FETÖ’ye bağlı hainlerin tertiplerini fark eden Tümgeneral Zekai Aksakal, o gece güvendiği adamı Kıdemli Başçavuş Ömer Halisdemir’i arayarak, Özel Kuvvetler Komutanlığını işgal etmek üzere harekete geçmiş Tuğgeneral Semih Terzi ve adamlarını karargaha sokmama emrini vermişti. “Bu işin sonunda şehadet de var, hakkını helal Et” demişti Ömer Halisdemir’e...

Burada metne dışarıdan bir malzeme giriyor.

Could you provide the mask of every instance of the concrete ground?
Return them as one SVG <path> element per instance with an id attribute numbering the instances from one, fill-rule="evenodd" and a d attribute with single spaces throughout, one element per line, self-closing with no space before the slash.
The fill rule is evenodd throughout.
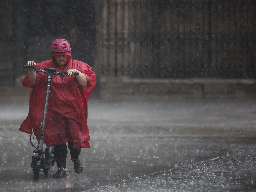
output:
<path id="1" fill-rule="evenodd" d="M 17 98 L 16 98 L 17 99 Z M 26 97 L 0 103 L 1 191 L 253 191 L 256 101 L 92 100 L 91 148 L 66 178 L 33 180 Z"/>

“Emredersiniz Komutanım!” dedikten sonra... Hain darbe ve işgal girişimini dağıtacak tarihi kurşunu sıkan adamdır artık Şehit Ömer Halisdemir. Kendisini vatanı milleti için feda ederek, şehadet mertebesine vücudundaki tam 30 kurşunla yükselmiş bir şehit!
***
Hafta sonu erkek kardeşim; “Kardeşimiz Ömer’i ziyarete gideceğim” deyince ilkin anlayamadım. “Niğde’ye gideceğiz” dedi ardından. Çalıştığı kurumdan arkadaşlarıyla veya bir sivil toplum grubuyla gideceğini zannettim önce... “Hayır” dedi, “Eşimi, küçük kızımı alıp, ailece şehidimize gideceğiz, Niğde’ye hiç gitmedim ama orada kime sorsam köyünü, kabrini gösterirler bana herhalde, gidip babasının ellerini öpeceğim”... Dediği gibi de olmuş. Kime sorsa şuradadır demişler. Kabristanı gül bahçesi gibi. Talas Anadolu Lisesi öğrencileri, Müdür ve Din Dersi öğretmenleriyle ziyaretteymişler, hocaları güzel sesiyle Kuran okurken, sessizce ağlıyormuş çocuklar da... “İnşallah çok güzel nesiller yeni Ömerler geliyor” dedi kardeşim... Şehidimizin Babası Hasan Hüseyin Amca’nın elini öpmüşler. Babam da Kıbrıs Harekatında görev yapmış emekli astsubaydır, Kıbrıs’tan, Çanakkale’de şehit düşmüş dedemiz Çakır Hüseyin’den konuşmuşlar... Şehitler birbirinin akrabasıdır. Zaman tünelindeki izlerini sürdüğünüzde, onları Bedir’e giderken işitebilirsiniz... Onlar gökyüzündeki hazır kuvvet ordular gibi, Allah katında her daim diri olanlardır...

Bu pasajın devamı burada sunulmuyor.